A Turquia é um “bom exemplo” desta influência positiva, confirma Katinka Barysch, investigadora do Centro para a Reforma Europeia em Londres. “O país transformou-se: aboliu a pena de morte e fez grandes reformas, em particular quando foi incentivado pela abertura das negociações” para a adesão, em 2004, explica. Nestes últimos anos, porém, diz Barysch, “as negociações estão em ponto morto e o país recua”

Na ex-Jugoslávia, devastada por conflitos étnicos na década de 1990, a EU contribuiu para a estabilização do Kosovo com a missão de polícia e justiça Eulex. Recompensou o diálogo entre sérvios e kosovares em concedendo à Sérvia o estatuto de candidato e iniciou negociações com o Montenegro. Mas as tensões na região continuam elevadas e a Macedónia não consegue iniciar as negociações para a adesão por falta de acordo com a Grécia a propósito do nome do país.
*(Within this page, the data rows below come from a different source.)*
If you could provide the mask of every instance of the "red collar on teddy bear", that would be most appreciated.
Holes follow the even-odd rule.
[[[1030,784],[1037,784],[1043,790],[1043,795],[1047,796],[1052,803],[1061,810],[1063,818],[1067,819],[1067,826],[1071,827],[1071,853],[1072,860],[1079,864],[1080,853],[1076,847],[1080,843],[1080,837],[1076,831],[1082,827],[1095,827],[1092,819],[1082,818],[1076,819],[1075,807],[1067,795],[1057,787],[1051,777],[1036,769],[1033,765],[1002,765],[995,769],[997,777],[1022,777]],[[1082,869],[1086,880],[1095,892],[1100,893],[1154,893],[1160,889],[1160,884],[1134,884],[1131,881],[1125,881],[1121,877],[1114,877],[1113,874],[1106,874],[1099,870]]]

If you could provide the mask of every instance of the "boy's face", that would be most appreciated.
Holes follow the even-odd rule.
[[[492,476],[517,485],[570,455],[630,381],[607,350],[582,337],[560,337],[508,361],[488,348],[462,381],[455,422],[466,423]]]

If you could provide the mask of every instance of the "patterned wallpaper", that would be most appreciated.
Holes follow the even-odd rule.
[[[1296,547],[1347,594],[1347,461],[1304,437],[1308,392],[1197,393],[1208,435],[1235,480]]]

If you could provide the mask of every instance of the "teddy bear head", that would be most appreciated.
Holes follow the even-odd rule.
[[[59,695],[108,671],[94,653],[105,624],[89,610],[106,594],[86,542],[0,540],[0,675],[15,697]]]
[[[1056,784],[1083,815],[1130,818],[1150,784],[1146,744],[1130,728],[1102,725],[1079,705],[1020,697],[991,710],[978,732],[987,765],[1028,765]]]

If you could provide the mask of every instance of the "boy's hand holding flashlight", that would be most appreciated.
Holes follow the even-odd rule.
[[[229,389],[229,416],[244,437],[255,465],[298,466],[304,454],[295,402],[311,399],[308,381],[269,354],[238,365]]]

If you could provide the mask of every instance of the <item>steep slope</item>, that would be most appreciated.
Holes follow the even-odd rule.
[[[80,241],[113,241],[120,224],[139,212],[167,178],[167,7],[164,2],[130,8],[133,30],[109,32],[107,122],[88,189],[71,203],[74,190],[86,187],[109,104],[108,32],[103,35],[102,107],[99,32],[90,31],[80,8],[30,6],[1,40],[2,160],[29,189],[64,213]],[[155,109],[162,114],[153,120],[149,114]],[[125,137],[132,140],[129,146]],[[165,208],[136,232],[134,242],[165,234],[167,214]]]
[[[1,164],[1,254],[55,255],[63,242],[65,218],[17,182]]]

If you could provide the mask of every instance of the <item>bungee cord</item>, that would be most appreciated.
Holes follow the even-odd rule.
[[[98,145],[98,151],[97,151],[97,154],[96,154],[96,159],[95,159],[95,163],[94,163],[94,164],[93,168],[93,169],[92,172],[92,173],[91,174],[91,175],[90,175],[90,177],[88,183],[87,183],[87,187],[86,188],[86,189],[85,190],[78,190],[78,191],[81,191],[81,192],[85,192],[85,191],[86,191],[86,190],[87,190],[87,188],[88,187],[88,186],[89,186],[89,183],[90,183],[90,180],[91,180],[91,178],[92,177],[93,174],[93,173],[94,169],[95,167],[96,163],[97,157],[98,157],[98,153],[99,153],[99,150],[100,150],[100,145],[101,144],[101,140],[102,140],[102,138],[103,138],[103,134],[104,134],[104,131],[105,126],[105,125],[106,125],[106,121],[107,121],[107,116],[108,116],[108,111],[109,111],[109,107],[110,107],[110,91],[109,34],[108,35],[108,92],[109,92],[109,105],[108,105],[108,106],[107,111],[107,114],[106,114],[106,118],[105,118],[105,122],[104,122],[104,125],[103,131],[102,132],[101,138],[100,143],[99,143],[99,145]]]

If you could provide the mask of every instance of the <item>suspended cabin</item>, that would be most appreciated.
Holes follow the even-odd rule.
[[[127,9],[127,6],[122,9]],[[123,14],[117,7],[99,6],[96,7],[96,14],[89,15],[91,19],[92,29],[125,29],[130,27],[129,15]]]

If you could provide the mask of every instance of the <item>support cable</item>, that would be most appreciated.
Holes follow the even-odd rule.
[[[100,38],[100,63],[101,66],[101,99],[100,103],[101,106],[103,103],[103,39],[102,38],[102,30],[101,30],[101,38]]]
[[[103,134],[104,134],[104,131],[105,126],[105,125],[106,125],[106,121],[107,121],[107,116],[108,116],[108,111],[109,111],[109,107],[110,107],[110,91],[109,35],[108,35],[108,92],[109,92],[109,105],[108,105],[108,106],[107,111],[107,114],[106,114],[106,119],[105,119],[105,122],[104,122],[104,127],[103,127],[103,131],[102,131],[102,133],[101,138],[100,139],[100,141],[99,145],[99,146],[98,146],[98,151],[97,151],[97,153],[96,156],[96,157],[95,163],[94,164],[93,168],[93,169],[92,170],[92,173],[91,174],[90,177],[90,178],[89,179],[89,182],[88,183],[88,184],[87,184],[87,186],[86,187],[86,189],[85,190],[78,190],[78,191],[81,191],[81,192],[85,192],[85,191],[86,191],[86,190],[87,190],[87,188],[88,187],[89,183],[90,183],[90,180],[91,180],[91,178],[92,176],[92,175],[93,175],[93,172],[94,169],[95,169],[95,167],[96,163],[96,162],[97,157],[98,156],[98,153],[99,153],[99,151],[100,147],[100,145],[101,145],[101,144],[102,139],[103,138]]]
Este prémio é “um reconhecimento da essencial do próprio alargamento: ultrapassar divisões, transformar e estabilizar”, comentou o comissário europeu responsável pela pasta, Stefan Füle.

Cansaço europeia

A nível mundial, os Vinte e Sete continuam a ser de longe, apesar da diminuição dos orçamentos, os primeiros contribuintes na ajuda ao desenvolvimento, com 53 mil milhões de euros em 2011, ou seja, 56% do total mundial, contra 20% dos EUA. A UE tenta promover a boa governação, mas também a saúde e a educação, em particular em países menos estáveis como o Afeganistão, o Sudão ou a República Democrática do Congo.

Os europeus desenvolvem igualmente missões de “prevenção de conflitos”, enviando militares e civis para o Corno de África ou o Sahel. A UE ocupa também o primeiro lugar no envio de ajuda humanitária de emergência, seja nos casos de catástrofes naturais ou na resposta a conflitos como o que devasta a Síria.

Mas o prémio Nobel foi atribuído num momento em que se assiste a um certo cansaço na opinião pública em relação ao alargamento e em que a Europa está um tanto enredada com os seus problemas internos, o maior de todos a crise financeira e económica.

“Sentimos que está menos presente, menos acutilante fora das suas fronteiras. Ora, a UE tem um certo saber a exportar, sobretudo na prevenção de conflitos. Deve ter, por isso, a vontade de reforçar a coesão em matéria de política externa”, disse Louise Arbour, antiga alta comissária das Nações Unidas para os direitos humanos e presidente do International Crisis Group em Bruxelas.

À frente do Serviço diplomáticos europeu, Catherine Ashton tem tido altos e baixos. Representa as grandes potências nas difíceis negociações com o Irão sobre o seu programa nuclear controverso. Mas a britânica tem sido muitas vezes criticada pela falta de iniciativa e pela incapacidade em ultrapassar as divisões entre os Vinte e Sete sobre os grandes temas da política internacional, como é o caso do Médio Oriente.